Es en esa sociedad y en ese contexto de amplias restricciones para las mujeres que Ada María Elflein las llama a salir de sus casas, a apropiarse con los sentidos de un territorio que no era menos de ellas que de los varones, a conocer la historia y la actualidad de su país. Fue a partir de 1913 que Elflein comenzó a viajar por Argentina como reportera de La prensa, registrando su recorrido en las páginas del periódico. Viajaba siempre junto a Mary Kenny, con quien vivió tras la muerte de sus padres, y, en ocasiones, con otro grupo de mujeres. Para entonces, a la búsqueda identitaria de la nacionalidad que su condición como hija de inmigrantes le imponía se sumaba una necesidad crítica de cuestionar el lugar de las mujeres en la sociedad. Así, en las palabras preliminares de su primera recopilación de relatos de viajes por las regiones andinas del sur, en 1917, señala:
Y, éramos tres mujeres, indefensas según el decir de las gentes; pero defendidas por la cultura argentina que en los más remotos rincones de nuestro territorio muéstrase ante propios y extraños. Las autoridades nos rodearon de consideraciones y respetos, y nos guiaron por medio de hombres experimentados y seguros; los pobladores nos acogieron y escoltaron con cariño; mas nada vimos nosotras, en la larga extensión recorrida, tanto en el territorio argentino cuanto en el chileno, que nos hiciera sospechar un peligro.Creemos, y ésta es una impresión íntima, que a haber sido experimentadas como lo eran nuestros guías, habríamos podido recorrer las tres, sin tropiezos, bosques, lagos y montañas, tal es la tranquilidad que se siente en aquel ambiente, donde alguna vez el alma argentina ha de retemplarse con visiones de belleza.7
Para Elflein, la dicotomía entre la urbe y el campo no siempre es la misma que la establecida entre civilización y barbarie, al menos no en cuanto al peligro que la última supone.
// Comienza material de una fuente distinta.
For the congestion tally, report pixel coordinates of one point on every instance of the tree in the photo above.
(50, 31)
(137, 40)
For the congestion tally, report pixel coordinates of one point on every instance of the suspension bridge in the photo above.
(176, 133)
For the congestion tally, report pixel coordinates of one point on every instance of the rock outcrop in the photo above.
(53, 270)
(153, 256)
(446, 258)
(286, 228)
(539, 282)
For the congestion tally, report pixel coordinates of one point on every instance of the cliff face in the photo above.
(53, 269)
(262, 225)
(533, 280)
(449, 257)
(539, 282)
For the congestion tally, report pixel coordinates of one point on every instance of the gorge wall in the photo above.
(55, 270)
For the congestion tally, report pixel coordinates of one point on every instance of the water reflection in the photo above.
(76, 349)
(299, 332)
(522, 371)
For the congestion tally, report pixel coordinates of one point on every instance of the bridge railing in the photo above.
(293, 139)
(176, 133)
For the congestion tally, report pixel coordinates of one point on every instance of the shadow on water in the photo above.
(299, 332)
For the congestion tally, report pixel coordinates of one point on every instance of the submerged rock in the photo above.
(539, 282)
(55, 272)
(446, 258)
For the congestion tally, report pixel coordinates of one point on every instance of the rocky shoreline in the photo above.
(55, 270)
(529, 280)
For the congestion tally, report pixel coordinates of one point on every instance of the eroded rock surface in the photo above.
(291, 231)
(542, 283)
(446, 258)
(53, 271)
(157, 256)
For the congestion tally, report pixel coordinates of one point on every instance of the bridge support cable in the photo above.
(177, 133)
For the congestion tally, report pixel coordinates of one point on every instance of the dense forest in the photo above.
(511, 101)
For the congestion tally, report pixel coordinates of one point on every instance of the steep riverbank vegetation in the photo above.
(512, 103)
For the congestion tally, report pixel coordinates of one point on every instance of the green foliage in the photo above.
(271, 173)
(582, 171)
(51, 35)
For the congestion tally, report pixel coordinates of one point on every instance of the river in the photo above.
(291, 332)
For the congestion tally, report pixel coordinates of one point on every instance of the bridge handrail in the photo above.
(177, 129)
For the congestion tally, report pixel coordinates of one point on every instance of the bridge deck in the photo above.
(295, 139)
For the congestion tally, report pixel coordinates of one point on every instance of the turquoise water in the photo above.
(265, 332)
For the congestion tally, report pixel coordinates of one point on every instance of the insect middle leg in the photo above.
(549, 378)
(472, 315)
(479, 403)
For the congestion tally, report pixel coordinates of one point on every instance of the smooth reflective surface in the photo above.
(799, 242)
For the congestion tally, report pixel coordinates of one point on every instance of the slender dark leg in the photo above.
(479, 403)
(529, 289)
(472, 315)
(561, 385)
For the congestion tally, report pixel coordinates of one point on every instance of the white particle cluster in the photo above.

Si bien señala la falta de desarrollo económico y apunta en numerosas ocasiones hacia el beneficio que obtendrían los poblados que visita si la industria y los transportes llegaran hasta allá, no por ello presenta la falta de tales recursos como un peligro. A tal punto contradice aquella suposición, que hace explícitas las condiciones de tranquilidad y amabilidad que primaron durante su viaje, y aprovecha para incluir también el otro asunto que la atraviesa: el del lugar de las mujeres —no sin disfrazar de irrelevante, en tanto íntima, su sugerencia.